New Zealand ratified Convention 98 in 2003. Before this, New Zealand was not able to comply because of the historical role of compulsory arbitration and compulsory union membership at one extreme, and then failure of the Employment Contracts Act to recognise worker unions at the other. Only when the moderate Employment Relations Act was introduced in 2000 was ratification viable. (Not that the Employment Relations Act was regarded by employer interests as moderate at the time, however: it triggered a “winter of discontent” during the first year of the Helen Clark-led government, with an intense media campaign including inaccurate statements that it would lead to strikes for national awards and de facto compulsory unionism.)
Council of Trade Unions president Richard Wagstaff, who – with Mackay – is in Geneva for the ILO conference, told Newsroom last night there was little surprise that New Zealand had been put on the shortlist. “It was expected because of the employers’ insistence in negotiations at the ILO to have it discussed. Being on the shortlist does not in any way indicate the ILO does not support the creation of FPAs in New Zealand…The shortlist reflects a process of negotiation between employers and unions at the ILO and it has been agreed that a discussion concerning FPAs, how they work and their benefits would be desirable.” He looked forward to “sharing the benefits of the proposed FPA system with other countries at the ILO”.
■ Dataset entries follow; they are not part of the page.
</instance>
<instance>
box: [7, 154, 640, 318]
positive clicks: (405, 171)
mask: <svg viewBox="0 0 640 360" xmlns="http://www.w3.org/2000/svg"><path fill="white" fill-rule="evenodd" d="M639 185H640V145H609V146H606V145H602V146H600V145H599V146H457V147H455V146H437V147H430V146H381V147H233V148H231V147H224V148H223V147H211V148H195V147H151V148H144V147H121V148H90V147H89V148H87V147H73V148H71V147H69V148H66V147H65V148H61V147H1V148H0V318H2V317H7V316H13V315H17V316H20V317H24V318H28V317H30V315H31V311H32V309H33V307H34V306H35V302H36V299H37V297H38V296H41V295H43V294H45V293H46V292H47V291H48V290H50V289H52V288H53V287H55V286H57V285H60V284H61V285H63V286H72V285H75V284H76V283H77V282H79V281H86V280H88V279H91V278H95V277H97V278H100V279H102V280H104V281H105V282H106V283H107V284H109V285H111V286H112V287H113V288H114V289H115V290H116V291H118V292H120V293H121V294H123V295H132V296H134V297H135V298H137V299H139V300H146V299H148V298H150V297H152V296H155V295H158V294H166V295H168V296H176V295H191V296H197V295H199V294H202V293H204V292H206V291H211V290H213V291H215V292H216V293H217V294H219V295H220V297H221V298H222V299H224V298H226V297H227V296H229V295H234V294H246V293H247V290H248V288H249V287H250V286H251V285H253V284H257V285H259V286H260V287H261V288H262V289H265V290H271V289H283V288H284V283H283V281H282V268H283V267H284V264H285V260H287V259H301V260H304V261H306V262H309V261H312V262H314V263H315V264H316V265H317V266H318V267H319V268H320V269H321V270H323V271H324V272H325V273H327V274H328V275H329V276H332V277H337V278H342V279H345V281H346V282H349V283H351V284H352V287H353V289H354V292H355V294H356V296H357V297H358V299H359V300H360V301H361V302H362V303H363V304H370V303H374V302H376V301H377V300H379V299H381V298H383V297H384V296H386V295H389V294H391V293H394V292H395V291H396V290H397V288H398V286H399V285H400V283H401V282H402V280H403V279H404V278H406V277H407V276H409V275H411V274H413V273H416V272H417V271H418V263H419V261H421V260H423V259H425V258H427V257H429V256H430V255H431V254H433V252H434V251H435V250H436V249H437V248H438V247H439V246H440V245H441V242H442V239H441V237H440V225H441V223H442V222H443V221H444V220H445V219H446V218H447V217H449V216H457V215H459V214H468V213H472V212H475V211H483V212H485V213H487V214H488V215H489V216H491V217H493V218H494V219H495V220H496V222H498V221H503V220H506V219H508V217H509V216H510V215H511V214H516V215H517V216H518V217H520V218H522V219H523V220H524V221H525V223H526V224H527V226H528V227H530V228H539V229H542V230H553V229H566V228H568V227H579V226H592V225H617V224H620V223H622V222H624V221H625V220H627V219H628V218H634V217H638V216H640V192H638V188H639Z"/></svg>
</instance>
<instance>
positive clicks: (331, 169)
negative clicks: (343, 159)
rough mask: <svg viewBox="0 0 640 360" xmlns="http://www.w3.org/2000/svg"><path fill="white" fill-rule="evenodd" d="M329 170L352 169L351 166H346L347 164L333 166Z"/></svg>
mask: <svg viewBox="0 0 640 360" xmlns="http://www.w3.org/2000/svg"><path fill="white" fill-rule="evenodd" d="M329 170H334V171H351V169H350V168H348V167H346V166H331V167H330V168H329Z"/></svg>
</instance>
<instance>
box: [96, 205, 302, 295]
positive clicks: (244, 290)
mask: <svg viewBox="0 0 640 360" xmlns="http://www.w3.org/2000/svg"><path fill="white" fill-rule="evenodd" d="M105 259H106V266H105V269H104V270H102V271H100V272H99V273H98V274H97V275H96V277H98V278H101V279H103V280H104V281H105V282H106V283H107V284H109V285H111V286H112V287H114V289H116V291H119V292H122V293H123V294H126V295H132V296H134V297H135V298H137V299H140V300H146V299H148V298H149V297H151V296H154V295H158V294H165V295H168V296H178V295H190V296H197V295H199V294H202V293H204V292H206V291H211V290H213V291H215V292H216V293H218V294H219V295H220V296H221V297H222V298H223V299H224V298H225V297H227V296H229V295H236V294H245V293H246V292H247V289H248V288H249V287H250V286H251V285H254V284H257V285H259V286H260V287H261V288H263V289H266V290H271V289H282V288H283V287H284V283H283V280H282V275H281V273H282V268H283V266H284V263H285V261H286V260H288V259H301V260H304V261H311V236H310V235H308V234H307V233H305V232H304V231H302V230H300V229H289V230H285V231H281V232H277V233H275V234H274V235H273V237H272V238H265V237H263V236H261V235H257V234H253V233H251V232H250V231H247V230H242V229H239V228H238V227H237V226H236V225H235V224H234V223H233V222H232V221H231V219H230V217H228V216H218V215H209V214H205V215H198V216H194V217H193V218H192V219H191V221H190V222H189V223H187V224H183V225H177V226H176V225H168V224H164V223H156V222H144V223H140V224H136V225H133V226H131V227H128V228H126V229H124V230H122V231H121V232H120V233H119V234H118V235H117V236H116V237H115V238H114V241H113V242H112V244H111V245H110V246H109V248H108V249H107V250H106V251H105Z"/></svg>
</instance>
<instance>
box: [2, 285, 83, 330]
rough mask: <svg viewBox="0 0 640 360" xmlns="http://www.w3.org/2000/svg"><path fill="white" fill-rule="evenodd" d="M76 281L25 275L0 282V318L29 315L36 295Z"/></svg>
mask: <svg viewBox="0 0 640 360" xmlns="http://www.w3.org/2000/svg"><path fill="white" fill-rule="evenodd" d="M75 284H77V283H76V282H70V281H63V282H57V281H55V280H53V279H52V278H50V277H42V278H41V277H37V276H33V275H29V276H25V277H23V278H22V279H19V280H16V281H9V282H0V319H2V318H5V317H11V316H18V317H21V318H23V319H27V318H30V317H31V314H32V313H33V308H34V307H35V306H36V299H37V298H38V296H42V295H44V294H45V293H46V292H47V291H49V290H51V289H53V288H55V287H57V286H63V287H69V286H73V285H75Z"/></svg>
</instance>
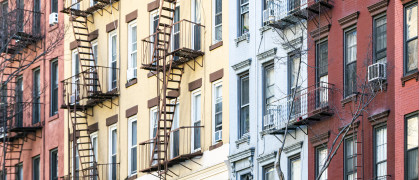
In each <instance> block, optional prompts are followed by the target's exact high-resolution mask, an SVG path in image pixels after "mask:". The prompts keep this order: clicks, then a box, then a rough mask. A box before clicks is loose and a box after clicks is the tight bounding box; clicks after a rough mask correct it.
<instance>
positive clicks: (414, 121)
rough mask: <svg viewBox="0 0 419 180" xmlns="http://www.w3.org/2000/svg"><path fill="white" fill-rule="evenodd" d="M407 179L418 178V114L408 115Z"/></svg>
mask: <svg viewBox="0 0 419 180" xmlns="http://www.w3.org/2000/svg"><path fill="white" fill-rule="evenodd" d="M405 154H406V155H405V156H406V157H405V168H406V169H405V171H406V179H407V180H413V179H418V115H417V114H415V115H412V116H408V117H406V153H405Z"/></svg>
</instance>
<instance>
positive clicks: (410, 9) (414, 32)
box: [405, 5, 418, 39]
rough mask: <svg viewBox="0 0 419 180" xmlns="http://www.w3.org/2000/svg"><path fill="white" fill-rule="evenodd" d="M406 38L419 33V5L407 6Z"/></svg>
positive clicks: (406, 18)
mask: <svg viewBox="0 0 419 180" xmlns="http://www.w3.org/2000/svg"><path fill="white" fill-rule="evenodd" d="M405 16H406V38H407V39H411V38H414V37H416V36H417V35H418V7H417V5H414V6H410V7H408V8H406V15H405Z"/></svg>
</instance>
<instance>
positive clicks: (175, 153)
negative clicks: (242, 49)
mask: <svg viewBox="0 0 419 180" xmlns="http://www.w3.org/2000/svg"><path fill="white" fill-rule="evenodd" d="M158 12H159V15H158V20H156V21H155V23H154V29H155V33H153V34H151V35H150V36H148V37H146V38H144V39H143V40H142V67H141V68H142V69H145V70H150V71H152V72H153V73H154V74H155V76H156V77H157V80H156V81H157V97H158V105H157V113H156V115H155V119H156V120H155V122H152V123H155V124H154V126H155V128H154V130H153V131H154V132H153V133H152V139H150V140H148V141H145V142H141V143H140V144H139V145H140V149H139V151H140V158H139V160H140V168H139V169H140V172H144V173H149V174H152V175H154V176H156V177H158V178H160V179H166V178H168V177H174V176H178V175H177V174H175V173H174V172H173V171H171V170H170V169H169V167H171V166H173V165H176V164H179V165H181V166H183V167H185V168H186V169H189V170H192V169H191V168H189V167H187V166H185V165H184V164H182V162H183V161H186V160H191V161H193V160H192V158H193V157H197V156H202V152H201V151H193V150H191V149H192V147H191V135H192V133H197V132H200V131H201V129H202V128H203V127H202V126H201V125H200V124H196V125H194V126H187V127H179V128H173V127H176V125H174V124H175V119H176V117H175V116H176V114H177V113H176V112H175V111H176V104H177V102H178V96H179V93H180V85H181V80H182V76H183V73H184V71H185V66H188V67H190V68H191V69H192V70H195V68H196V65H199V66H203V64H202V61H201V62H199V61H198V60H197V58H198V57H200V56H203V55H204V52H203V50H202V49H203V41H202V40H201V38H202V37H201V36H202V35H203V32H204V28H205V27H204V26H202V25H201V24H200V23H195V22H192V21H189V20H180V19H179V12H178V9H177V8H176V0H164V1H160V6H159V11H158ZM193 162H195V161H193ZM195 163H196V162H195ZM153 172H156V174H153Z"/></svg>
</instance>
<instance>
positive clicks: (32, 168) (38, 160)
mask: <svg viewBox="0 0 419 180" xmlns="http://www.w3.org/2000/svg"><path fill="white" fill-rule="evenodd" d="M39 163H40V158H39V156H36V157H34V158H33V159H32V179H33V180H40V177H39V175H40V164H39Z"/></svg>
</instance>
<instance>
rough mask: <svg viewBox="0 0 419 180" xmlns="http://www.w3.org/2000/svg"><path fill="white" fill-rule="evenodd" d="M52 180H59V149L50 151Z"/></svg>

Workplace relations minister Michael Wood has been dismissive of Business New Zealand’s bid to take its campaign against fair pay agreements global, and accused the group of mis-information when it falsely claimed two weeks ago that New Zealand had been placed on a “naughty list” of “worst case” breaches. Wood says sector-based bargaining is a common and accepted process around the world, and that arbitration is is well-established in ILO jurisprudence.
“Our 30-year experiment with a low labour-cost model has not worked,” he says. “Many workers have suffered, but, equally, our rates of labour productivity have been amongst the worst in the world under that regime.” He claims fair pay deals will shift businesses away from wage-based competition – the so-called ‘race to the bottom’ – and focus inter-firm rivalry on productivity-enhancing innovation, skills, and research and development.
New Zealand has one of the lowest rates of collective bargaining in the OECD, with only about 17 percent of the workforce covered by union-negotiated collective pay deals. The vast majority of workers are on individual contracts, an overhang of the Employment Contracts Act that has not reversed in the 22 years since its repeal.
Having strongly promoted deregulated labour markets in the past, the OECD and International Monetary Fund have shifted in recent years to supporting collective bargaining, which is associated with lower levels of inequality. Workers covered by collective deals also tend to be paid more than those who are not.
In a recent report , the ILO has pushed voluntary collective bargaining as a way of cushioning the economic and employment impacts of the Covid-19 pandemic. “Collective bargaining can help to forge resilience in the short term, facilitating the tradeoffs required to ensure business continuity and save jobs and earnings, while transforming work practices in the long run. These features have been particularly crucial in the context of the Covid-19 crisis.”
The arguments over New Zealand’s alleged breach of Convention 98 will be heard at the ILO on Wednesday next week. The last time this country was in the international spotlight because of its labour practices was in the early 1990s when the Council of Trade Unions raised a complaint to the ILO over the Employment Contracts Act.